We don't give enough credit to children's maturity. I was expecting M to quip with a "Mom but I love to dance and have fun - and I want to wear all those glamorous dresses and makeup." But she didn't. She patiently heard me out, gave it adequate thought and you know what she said? She said, "Mom, I think you are right - I mean if I want to dance I am sure you will let me. If I want to go cheer my school team or friends' team at the stadium, I am sure you will let me - why is cheerleading even there?"

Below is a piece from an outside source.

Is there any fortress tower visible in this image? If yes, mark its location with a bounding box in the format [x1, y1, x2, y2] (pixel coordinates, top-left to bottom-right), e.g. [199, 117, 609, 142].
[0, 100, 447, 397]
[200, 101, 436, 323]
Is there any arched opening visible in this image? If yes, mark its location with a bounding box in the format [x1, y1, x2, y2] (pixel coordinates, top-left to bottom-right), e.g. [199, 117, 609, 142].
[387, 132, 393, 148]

I wanted to tell her it comes from a society that thinks oversexualization of women in the name of entertainment purposes is completely acceptable and even desirable. It comes from a society where women are still considered the weaker sex - expected to succeed in "supporting roles" - expected to cheer as the men go to war and games. It comes from a society where even after a much publicized #MeToo movement, locker room conversations and jock culture continue to be cool. It comes from a society where "having some fun" means bullying girls for their body types, objectifying them, and instilling inferiority complexes in young impressionable minds. It comes from a society that campaigns for more women in senior management and STEM, and advocates girls soccer and MMA teams, while handing them flyers for cheerleading clinics and not to their classmates with the penis. 

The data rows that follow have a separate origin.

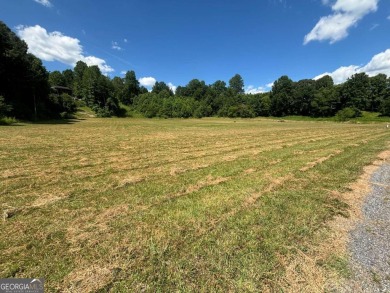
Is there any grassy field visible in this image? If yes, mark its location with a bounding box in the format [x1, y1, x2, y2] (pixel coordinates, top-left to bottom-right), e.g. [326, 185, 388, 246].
[0, 118, 390, 292]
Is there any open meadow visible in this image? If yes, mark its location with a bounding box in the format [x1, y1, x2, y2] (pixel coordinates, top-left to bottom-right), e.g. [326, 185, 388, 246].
[0, 118, 390, 292]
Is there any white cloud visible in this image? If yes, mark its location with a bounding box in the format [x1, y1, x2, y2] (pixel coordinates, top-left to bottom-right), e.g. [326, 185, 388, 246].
[370, 23, 379, 31]
[245, 85, 266, 95]
[111, 41, 122, 51]
[34, 0, 53, 7]
[168, 82, 177, 93]
[16, 25, 114, 74]
[138, 76, 156, 87]
[303, 0, 379, 45]
[314, 49, 390, 84]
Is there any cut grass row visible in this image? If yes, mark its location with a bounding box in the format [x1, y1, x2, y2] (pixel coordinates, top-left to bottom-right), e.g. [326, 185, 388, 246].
[0, 119, 388, 291]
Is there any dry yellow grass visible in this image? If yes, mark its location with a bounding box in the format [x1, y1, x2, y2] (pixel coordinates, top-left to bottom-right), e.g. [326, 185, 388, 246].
[0, 119, 388, 292]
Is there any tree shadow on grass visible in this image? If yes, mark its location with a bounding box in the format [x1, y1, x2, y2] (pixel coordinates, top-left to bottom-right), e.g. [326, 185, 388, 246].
[0, 118, 86, 127]
[30, 118, 85, 124]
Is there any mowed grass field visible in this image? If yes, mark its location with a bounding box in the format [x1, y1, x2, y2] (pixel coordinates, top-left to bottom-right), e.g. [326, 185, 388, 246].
[0, 118, 390, 292]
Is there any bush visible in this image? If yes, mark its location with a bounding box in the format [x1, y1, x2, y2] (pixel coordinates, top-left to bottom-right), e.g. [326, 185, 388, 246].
[336, 107, 362, 121]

But, you see, there's only so much a 6 year old can take. So I just told her that sometimes our institutions work in funny ways that do not do anything to empower us. And that is why we have to constantly question what we are doing and why. 

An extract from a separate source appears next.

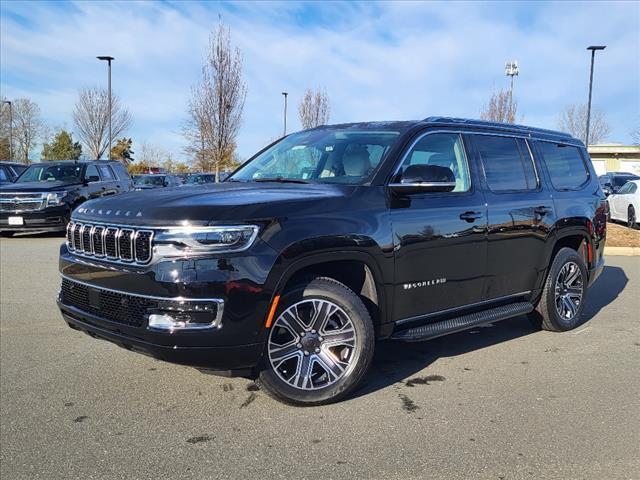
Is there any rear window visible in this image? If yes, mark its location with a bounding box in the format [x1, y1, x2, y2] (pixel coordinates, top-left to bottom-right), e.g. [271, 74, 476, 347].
[475, 135, 538, 192]
[538, 142, 589, 190]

Ofcourse every few days she comes back saying so and so is into cheerleading or so and so's sister is into cheerleadng and they enjoy it - and I simply smile and say good for them but you can use your time for something else - something more meaningful for you and me? And remember you dance your heart out - i'll buy you pom poms if I must. And I promise to drop you to the stadium for teams you want to cheer for. Will that work? And she smiles back and says yes. and I say a silent thank you to someone up above listening.

P.S. I am hearing a lot in defense of cheerleading. And I'll be glad to get your perspective on it too. I try to be open minded. But here's some more food for thought. 
For those who argue that there are men cheer leaders too. Well, I do know that but that percentage is too low to take into account. I also know that cheerleading started off as a men's only activity. But unless you are telling me men wear revealing clothes and jiggle their privates with millions of spectators with the supposed aim to cheer for a team that is not even watching, don't bother.

The cheerleading is also a sport argument - Well, I understand cheer leading requires rigorous practice and is very demanding physically and there are some contests too - it is not a true sport. Unless you have heard of world number one cheer leader or Olympics cheerleading teams, again, don't bother. Put all that effort and compete in gymnastics baby - where you will be known for your individual sport and not as supporting spectacle. Not to mention you don't want to be in a "sport" where you are not only underpaid but have to accept sexual harassment and groping as "perks" of the job! Read this.

Oh but what's the harm! Everybody does it for fun! Well, I don't know - some people kill for fun. Many years go there was no perceived harm in child marriages, bride burning, witch hunting. As  a parent it is my duty to encourage my daughter to get the best of what this world has to offer and give her best - and surely there's more out there? No?